| I will sound lame and boring but here is my sobriety story: - Where I am from kids start drinking at 16 or earlier and it starts with beer. Which is bitter and "an acquired taste", one "you have to learn to enjoy". I did not want to "learn to enjoy" anything that is objectively bad for my body, the cause of all sorts of issues for people (career fuckups etc) and on top of all that expensive. - I used to drive all the time and therefore not starting to drink made it easy to not miss it. If you never made it a habit, you won't crave it, you won't miss it. - I grew up with family around me drinking a glass of wine or other drink on a routine: at dinner, after a long day of work... => this worked for them, no judgement, I personally will try to build routines that make me sleep better, actually bring me lasting joy. - Time wasted by alcohol, even at moderate amounts, is none-zero. I want to reduce my time feeling shit as much as possible, because why would we want it any other way? IDK, I am probably weird for not drinking any alcohol ever. But I enjoy parties as much as my friends.
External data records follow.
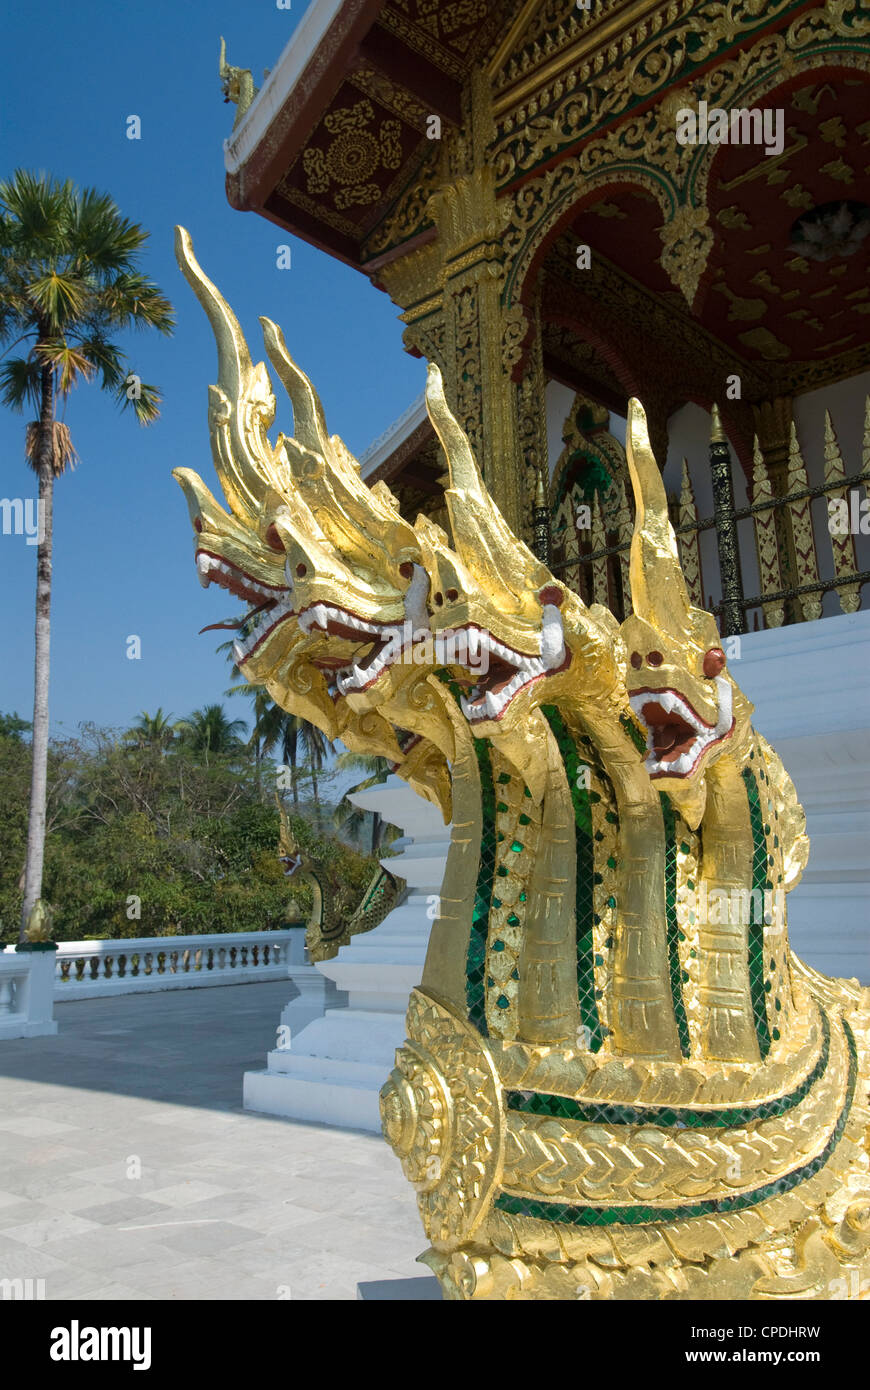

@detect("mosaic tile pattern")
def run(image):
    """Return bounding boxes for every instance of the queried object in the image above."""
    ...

[743,763,773,1058]
[542,706,605,1052]
[495,1018,853,1227]
[660,793,691,1058]
[504,1007,831,1128]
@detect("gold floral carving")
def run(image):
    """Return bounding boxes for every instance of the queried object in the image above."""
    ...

[659,205,714,307]
[302,99,402,212]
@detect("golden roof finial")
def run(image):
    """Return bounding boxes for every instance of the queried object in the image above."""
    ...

[710,403,727,445]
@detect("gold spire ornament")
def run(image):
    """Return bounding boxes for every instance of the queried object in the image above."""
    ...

[174,228,870,1300]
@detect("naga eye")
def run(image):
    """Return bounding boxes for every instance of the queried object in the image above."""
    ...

[265,524,284,553]
[399,561,414,580]
[296,563,307,578]
[630,651,642,669]
[703,647,726,678]
[446,588,458,602]
[434,592,443,606]
[647,651,663,667]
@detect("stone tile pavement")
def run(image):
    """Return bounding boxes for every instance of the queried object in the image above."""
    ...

[0,982,425,1300]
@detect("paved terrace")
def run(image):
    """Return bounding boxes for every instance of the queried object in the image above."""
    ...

[0,982,424,1300]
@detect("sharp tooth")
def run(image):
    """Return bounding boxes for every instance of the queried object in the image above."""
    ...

[484,691,498,718]
[659,692,676,715]
[540,605,565,669]
[671,752,692,774]
[312,604,327,629]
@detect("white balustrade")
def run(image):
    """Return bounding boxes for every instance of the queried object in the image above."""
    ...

[0,947,58,1039]
[53,930,293,999]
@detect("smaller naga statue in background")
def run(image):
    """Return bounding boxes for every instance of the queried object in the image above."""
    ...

[173,226,870,1300]
[276,797,402,963]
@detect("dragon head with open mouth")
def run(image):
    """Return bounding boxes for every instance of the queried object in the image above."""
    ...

Its all a matter of being influenced by peers making drinking 'the norm', breaking the norms for your own good works out most of the time. |
I noticed, before I stopped drinking, I never was on a party where I didn't at least got tipsy.
Meaning, all my social skills relied on alcohol. It made it easier to talk to people, date women, etc.
I never learned to do all that sober, and so now that I'm pushing 40, I feel kinda lost at events.